From this perspective, the Great Storm was the mobile phone. It could be seen in the distance, along with a dozen other swirls of stormy weather, but we had no idea it would hit hard enough to change the shape of the world. It hit hard enough to break science fiction, one of our traditional early-warning stations, and it became interpolated into and interrogated by contemporary and popular fiction without science fiction ever getting to lay a finger on it. “Gene-editing,” as a phrase, has broken into the world without a science-fictional genesis. This will keep happening if we keep believing we’re on a single rail to the future and that single prediction is the way to see ahead.

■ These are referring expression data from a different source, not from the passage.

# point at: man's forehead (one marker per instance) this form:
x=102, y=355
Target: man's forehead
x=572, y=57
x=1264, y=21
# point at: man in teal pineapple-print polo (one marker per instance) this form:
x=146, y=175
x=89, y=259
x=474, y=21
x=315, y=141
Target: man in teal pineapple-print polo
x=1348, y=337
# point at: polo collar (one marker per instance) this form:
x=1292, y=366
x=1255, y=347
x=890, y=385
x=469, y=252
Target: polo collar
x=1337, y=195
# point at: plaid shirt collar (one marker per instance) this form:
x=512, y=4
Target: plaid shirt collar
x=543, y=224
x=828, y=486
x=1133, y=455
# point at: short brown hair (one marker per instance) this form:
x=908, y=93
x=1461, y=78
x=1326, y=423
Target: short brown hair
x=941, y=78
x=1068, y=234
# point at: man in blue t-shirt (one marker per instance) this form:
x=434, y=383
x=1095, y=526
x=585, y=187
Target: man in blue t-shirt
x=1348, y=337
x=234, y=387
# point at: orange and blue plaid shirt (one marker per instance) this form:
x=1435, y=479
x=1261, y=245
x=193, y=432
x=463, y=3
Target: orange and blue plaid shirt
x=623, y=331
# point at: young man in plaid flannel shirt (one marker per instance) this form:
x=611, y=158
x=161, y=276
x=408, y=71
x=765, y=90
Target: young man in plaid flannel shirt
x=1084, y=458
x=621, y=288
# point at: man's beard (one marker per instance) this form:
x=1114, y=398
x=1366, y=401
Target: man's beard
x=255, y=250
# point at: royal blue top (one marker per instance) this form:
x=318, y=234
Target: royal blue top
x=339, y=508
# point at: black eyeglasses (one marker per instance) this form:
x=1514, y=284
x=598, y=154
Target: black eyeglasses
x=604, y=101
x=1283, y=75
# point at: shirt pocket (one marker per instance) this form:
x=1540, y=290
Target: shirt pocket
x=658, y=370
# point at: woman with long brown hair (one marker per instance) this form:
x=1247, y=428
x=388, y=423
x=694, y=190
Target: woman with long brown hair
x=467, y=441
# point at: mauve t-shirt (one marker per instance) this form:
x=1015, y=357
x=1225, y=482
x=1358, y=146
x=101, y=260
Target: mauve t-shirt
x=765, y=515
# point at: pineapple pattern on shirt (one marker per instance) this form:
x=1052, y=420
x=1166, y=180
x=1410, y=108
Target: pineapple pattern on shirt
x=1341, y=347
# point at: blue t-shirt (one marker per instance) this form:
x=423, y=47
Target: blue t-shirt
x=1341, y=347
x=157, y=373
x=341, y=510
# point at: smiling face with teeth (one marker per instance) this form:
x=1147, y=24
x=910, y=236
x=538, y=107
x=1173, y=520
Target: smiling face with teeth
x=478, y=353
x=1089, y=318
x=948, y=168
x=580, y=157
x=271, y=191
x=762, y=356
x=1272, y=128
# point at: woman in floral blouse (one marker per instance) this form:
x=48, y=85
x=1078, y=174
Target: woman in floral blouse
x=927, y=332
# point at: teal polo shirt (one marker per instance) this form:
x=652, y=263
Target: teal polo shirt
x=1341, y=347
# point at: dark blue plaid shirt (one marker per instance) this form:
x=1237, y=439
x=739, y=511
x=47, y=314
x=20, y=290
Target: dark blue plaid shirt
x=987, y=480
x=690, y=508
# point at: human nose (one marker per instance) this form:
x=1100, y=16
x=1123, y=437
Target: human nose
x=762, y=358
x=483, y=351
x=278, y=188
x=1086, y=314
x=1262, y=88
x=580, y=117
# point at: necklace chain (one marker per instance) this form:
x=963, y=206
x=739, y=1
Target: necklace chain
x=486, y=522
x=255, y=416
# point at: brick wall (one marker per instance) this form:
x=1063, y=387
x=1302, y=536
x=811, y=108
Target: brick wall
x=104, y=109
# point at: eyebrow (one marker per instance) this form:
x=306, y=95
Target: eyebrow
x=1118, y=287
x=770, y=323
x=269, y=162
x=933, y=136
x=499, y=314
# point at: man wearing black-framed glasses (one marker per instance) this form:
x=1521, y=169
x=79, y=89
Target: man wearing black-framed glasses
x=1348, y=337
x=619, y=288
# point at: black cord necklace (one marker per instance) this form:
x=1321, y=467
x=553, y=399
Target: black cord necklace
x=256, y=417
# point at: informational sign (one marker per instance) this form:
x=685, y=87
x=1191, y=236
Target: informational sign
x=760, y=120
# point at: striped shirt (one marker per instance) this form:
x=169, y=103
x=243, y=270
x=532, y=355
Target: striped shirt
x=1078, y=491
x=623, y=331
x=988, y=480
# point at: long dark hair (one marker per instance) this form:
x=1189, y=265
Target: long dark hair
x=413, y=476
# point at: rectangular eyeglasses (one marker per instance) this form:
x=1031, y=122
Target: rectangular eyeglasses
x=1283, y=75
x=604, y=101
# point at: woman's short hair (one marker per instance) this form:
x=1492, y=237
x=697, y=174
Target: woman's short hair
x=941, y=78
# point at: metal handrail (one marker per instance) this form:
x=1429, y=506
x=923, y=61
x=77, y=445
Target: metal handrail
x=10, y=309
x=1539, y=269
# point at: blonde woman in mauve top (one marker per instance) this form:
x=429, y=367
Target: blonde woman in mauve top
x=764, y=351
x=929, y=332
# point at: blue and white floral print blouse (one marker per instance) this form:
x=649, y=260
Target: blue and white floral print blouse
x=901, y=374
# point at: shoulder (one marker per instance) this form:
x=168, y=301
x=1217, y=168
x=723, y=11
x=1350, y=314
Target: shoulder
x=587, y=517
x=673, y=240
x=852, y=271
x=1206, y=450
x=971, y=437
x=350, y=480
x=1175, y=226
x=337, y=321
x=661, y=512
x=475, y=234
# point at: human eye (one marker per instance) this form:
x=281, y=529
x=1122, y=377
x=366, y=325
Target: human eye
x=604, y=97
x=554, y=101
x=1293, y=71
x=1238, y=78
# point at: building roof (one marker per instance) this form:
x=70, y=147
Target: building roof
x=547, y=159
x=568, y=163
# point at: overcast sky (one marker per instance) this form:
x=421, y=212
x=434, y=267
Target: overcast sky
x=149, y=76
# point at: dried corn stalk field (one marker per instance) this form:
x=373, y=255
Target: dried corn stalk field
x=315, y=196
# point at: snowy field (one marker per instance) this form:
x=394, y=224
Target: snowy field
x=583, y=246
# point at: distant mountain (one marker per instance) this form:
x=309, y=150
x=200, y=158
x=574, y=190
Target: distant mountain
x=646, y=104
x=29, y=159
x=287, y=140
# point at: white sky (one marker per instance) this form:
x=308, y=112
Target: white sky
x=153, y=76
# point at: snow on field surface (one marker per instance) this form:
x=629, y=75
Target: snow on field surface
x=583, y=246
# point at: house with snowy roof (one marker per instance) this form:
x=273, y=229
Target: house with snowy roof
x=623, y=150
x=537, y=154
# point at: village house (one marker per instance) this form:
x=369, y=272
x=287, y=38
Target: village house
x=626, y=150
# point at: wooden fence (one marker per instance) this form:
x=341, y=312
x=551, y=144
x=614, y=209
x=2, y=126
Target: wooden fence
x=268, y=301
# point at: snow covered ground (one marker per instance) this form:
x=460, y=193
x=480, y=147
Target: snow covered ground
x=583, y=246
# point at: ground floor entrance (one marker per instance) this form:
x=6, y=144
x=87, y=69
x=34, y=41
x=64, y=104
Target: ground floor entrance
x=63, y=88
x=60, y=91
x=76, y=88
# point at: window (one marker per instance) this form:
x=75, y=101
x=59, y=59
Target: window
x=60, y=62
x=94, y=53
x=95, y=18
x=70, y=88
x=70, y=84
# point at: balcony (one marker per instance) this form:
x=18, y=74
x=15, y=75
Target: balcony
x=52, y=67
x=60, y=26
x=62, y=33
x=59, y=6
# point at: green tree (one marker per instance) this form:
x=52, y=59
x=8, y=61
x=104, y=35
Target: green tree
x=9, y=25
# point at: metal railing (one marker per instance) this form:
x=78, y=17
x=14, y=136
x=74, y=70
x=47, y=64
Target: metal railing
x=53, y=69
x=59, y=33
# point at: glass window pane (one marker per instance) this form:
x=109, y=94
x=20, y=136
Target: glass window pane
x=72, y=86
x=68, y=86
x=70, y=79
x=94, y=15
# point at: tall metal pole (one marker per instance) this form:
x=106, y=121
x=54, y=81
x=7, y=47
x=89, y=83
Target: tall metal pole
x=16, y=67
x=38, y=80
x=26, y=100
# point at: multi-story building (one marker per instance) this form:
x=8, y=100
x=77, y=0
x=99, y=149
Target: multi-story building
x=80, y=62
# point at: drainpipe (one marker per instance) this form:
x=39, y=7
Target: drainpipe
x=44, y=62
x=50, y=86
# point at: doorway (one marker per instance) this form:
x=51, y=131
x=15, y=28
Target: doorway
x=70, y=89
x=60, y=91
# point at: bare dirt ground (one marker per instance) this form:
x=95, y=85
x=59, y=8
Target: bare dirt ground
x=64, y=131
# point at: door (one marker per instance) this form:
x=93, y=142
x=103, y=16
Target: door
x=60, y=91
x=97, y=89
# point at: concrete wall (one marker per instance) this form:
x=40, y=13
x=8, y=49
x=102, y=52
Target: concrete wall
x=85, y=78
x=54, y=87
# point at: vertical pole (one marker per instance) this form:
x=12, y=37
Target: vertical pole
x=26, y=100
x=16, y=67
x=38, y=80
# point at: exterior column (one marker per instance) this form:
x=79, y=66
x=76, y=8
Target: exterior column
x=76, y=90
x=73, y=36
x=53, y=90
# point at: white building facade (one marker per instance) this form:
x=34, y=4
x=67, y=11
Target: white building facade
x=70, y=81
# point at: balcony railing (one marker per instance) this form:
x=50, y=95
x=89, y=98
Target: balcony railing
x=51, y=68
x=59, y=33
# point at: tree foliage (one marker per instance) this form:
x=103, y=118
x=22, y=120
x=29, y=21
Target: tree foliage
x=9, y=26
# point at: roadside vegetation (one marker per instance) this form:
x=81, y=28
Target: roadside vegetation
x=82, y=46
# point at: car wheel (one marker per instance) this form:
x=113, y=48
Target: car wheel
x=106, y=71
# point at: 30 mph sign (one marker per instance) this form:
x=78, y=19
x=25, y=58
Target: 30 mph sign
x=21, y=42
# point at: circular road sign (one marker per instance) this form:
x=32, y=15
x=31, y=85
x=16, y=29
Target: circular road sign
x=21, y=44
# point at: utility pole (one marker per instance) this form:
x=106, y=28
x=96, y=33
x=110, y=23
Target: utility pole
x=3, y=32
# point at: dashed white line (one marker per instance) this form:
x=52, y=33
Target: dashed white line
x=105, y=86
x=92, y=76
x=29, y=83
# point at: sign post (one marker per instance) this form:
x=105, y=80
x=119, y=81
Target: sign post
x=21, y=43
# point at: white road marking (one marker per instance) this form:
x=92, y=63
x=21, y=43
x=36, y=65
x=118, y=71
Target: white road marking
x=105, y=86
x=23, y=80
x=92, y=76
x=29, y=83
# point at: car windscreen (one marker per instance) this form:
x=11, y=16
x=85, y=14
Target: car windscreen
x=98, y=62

The future is a weatherfront, and attempting to predict single lightning strikes is stupid and wasteful. Understand the future as weather, and yourself as standing on the shore looking out to the horizon. Breathe the air and watch the water. There are dozens of different systems acting on the approach of the future. In order to get a handle on what’s coming, you need to be talking to and working with and keeping an eye on many different fields. Not just “technology.” The future is also always social, and economic, and political, and many other things besides, and those things act on the path of the storm. And, if you’re standing on the shore, you know that there are a lot of storms out there, and any one of them could hit like a hurricane. If this sounds good to you, then, please, get to it. Because we’re running out of reliable early-warning stations.